Anation selbst war seit dem Beginn dieser Verhandlung noch kein einziges Mal aus ihrer Trance erwacht. Lediglich dann, als Khomal ihm den Rücken zuwandte und ein Stück weiter auf den Platz hinausging, flackerten ihre Lider und ihr Kopf drehte sich, als wüsste sie ganz genau, dass sich Aigonn in ihrer Nähe befand.
Kaum hörbar raunte sie: „Ich bin zurück.“ Eine Windböe verschluckte ihre nächsten Worte, doch dann verstand Aigonn wieder: „… hierher. Ich weiß es. Alles liegt hier verborgen.“
„Anation!“, flüsterte er. Doch ihm blieb keine Zeit mehr, um auf eine Antwort zu warten. Zwei Krieger lösten die Fesseln an seinen Handgelenken, um sie eine kurze Zeit später wieder hinter seinem Rücken zu verschnüren. Von derselben Eskorte geleitet, die ihn bereits auf den Marktplatz gebracht hatte, verließ Aigonn nun wieder diesen Ort. Als er noch einmal einen Blick auf Khomal erhaschte, sah er in eine hochzufriedene Miene, mit welcher der Fürst seinem Gefangenen zurief: „Ich freue mich.“ Und Aigonn konnte es verstehen. Sein Plan war aufgegangen. Im Augenwinkel noch schien es, als verwandelte sich im Feuerschein das befriedigte Antlitz in eine dämonische Fratze, die die Natur des soeben besiegelten Geschäftes widerzuspiegeln schien. Aber die Zweifel, die ihn diesmal mit noch größerer Stärke überkamen, blieben wieder ohne Erfolg. Er wollte nicht daran hadern, was sich ihm nun eröffnet hatte – nicht jetzt.

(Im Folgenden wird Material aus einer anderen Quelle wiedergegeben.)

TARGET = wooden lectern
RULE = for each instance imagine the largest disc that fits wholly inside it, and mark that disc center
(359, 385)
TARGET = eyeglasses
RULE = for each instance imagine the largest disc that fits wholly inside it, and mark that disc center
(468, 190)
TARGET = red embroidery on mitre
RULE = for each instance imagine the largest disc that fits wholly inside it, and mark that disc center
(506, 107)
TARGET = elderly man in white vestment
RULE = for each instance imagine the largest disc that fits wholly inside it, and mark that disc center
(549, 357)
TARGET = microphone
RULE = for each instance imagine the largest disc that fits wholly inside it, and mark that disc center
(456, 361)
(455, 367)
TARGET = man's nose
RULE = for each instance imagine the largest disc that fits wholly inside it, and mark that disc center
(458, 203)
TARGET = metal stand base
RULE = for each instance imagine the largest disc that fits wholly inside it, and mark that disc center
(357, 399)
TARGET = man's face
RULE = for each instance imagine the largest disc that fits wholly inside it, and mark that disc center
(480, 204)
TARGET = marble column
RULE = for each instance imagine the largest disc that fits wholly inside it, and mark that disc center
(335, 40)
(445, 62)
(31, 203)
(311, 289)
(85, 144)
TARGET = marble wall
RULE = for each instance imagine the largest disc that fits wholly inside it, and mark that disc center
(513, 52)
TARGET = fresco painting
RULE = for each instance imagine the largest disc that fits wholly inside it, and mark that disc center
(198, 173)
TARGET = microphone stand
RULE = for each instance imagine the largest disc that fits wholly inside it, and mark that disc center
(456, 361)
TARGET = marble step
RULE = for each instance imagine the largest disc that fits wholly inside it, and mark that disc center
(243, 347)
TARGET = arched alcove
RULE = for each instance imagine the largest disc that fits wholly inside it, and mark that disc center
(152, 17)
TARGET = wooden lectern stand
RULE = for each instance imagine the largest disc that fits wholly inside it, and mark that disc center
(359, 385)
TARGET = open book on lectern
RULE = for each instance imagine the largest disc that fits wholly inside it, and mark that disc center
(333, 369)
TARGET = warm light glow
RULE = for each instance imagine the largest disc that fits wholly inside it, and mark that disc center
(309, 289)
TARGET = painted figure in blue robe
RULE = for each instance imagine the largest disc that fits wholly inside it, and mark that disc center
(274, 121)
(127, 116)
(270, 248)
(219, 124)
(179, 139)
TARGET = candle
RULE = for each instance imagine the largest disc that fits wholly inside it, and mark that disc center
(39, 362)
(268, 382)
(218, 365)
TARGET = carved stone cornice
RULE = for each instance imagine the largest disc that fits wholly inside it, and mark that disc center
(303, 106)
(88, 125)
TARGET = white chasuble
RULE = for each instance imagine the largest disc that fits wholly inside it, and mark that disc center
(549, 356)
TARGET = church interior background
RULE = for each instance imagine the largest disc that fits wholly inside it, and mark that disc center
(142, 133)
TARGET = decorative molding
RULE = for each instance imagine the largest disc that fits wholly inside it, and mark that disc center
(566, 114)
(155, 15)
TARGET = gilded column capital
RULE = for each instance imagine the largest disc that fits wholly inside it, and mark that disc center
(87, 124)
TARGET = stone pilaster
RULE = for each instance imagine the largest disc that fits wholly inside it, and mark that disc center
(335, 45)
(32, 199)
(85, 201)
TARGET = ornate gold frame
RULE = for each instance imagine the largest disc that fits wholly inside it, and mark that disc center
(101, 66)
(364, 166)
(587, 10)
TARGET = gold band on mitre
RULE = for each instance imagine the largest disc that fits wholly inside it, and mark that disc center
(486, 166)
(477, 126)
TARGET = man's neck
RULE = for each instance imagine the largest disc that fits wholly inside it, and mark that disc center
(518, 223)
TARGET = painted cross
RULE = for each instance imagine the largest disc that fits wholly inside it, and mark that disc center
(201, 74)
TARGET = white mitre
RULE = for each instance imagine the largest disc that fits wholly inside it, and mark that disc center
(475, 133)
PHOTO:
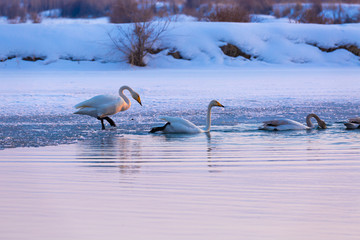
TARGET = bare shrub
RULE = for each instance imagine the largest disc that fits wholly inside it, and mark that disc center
(229, 13)
(233, 51)
(137, 40)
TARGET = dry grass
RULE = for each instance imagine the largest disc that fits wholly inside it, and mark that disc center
(229, 13)
(138, 40)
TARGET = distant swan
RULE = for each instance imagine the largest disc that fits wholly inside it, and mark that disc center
(287, 124)
(101, 106)
(353, 123)
(179, 125)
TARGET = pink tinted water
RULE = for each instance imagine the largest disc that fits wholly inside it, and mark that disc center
(230, 185)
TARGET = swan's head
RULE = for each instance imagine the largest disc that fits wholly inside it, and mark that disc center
(215, 103)
(322, 124)
(136, 96)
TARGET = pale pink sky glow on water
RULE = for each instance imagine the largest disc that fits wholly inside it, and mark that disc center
(61, 177)
(230, 186)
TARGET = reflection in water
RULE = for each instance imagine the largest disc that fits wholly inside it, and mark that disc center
(256, 184)
(112, 150)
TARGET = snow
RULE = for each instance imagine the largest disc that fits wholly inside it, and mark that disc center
(269, 42)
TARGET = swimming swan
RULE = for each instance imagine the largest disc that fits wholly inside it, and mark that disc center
(287, 124)
(101, 106)
(353, 123)
(179, 125)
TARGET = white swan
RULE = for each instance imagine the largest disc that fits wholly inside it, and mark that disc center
(101, 106)
(353, 123)
(287, 124)
(179, 125)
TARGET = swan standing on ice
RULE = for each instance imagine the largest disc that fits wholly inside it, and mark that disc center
(287, 124)
(353, 123)
(179, 125)
(101, 106)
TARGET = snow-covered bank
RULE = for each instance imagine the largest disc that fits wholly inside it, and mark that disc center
(198, 43)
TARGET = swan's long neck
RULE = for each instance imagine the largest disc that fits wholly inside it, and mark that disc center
(208, 119)
(308, 120)
(122, 95)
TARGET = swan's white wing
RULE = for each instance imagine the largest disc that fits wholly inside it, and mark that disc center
(283, 124)
(98, 101)
(179, 125)
(100, 106)
(88, 111)
(351, 125)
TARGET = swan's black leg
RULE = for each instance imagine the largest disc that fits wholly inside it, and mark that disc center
(157, 129)
(102, 122)
(112, 123)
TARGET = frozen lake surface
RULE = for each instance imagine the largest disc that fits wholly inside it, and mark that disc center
(237, 182)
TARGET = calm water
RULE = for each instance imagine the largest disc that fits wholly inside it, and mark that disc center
(234, 183)
(63, 178)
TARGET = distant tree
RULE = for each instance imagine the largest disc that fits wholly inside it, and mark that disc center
(138, 39)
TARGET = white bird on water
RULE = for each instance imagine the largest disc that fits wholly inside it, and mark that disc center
(353, 123)
(101, 106)
(287, 124)
(179, 125)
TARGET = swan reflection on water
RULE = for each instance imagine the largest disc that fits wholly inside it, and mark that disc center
(132, 152)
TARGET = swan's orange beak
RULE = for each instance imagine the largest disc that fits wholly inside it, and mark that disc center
(139, 101)
(219, 104)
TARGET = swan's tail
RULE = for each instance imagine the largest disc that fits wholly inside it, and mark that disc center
(351, 125)
(159, 129)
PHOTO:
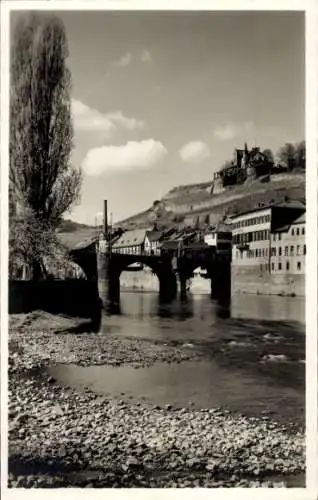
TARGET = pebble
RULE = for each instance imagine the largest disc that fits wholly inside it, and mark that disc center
(181, 448)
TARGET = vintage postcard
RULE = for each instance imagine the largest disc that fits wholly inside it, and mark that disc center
(159, 248)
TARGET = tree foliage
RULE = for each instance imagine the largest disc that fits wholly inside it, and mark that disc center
(40, 119)
(42, 178)
(293, 155)
(269, 155)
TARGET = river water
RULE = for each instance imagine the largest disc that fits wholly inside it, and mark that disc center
(260, 341)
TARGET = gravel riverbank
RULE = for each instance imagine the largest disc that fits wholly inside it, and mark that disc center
(61, 437)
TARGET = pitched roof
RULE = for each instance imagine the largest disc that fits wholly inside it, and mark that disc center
(284, 204)
(154, 235)
(301, 219)
(131, 238)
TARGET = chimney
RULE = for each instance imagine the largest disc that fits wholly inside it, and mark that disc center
(105, 218)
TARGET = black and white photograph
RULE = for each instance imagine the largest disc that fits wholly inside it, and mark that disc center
(157, 248)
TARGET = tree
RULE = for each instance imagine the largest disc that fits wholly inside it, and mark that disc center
(40, 124)
(268, 153)
(287, 156)
(301, 155)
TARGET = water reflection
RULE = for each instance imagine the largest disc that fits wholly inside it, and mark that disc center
(142, 314)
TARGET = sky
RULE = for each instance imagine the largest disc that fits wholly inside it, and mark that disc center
(162, 99)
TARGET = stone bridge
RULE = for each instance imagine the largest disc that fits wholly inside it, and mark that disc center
(170, 267)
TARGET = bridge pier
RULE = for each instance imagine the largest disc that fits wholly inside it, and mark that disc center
(167, 285)
(221, 280)
(108, 281)
(183, 286)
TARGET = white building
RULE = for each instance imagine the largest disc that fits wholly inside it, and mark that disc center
(152, 242)
(269, 249)
(220, 237)
(131, 242)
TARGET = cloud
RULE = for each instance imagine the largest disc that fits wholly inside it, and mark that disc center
(231, 130)
(124, 60)
(92, 120)
(131, 156)
(146, 57)
(195, 151)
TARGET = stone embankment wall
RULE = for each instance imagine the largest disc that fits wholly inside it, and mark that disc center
(243, 281)
(73, 297)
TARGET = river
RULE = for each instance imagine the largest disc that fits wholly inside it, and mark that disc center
(259, 367)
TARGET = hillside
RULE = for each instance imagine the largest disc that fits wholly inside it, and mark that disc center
(198, 204)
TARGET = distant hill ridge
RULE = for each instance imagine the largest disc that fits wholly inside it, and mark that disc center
(190, 205)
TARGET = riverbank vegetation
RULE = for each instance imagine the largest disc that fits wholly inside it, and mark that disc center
(43, 182)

Der Rückweg schien schneller hinter sich gebracht, als Aigonn den Hinweg in Erinnerung hatte. Das Zwielicht außerhalb der Siedlung beschwor zuerst bunte Flecken vor seinen Augen, bis er sich an die stärker werdende Dunkelheit gewöhnte und die Gesichter der Eichenkrieger erkennen konnte, die wie ein Heer von Insekten mit ihren Zelten die gesamten Wiesen um die Siedlung belagerten – so weit, wie er bei dieser Dunkelheit sehen konnte.
Es musste auf Mitternacht zugehen, doch Aigonn konnte sich auch täuschen. Er vermochte nicht genau einzuordnen, wo in der Landschaft die Eichenleute ihr Domizil errichtet hatten, sodass er keinen markanten Punkt finden konnte, den er kannte und von dem er wusste, zu welcher Zeit der Mond sich zu ihm hin und von ihm wegbewegte.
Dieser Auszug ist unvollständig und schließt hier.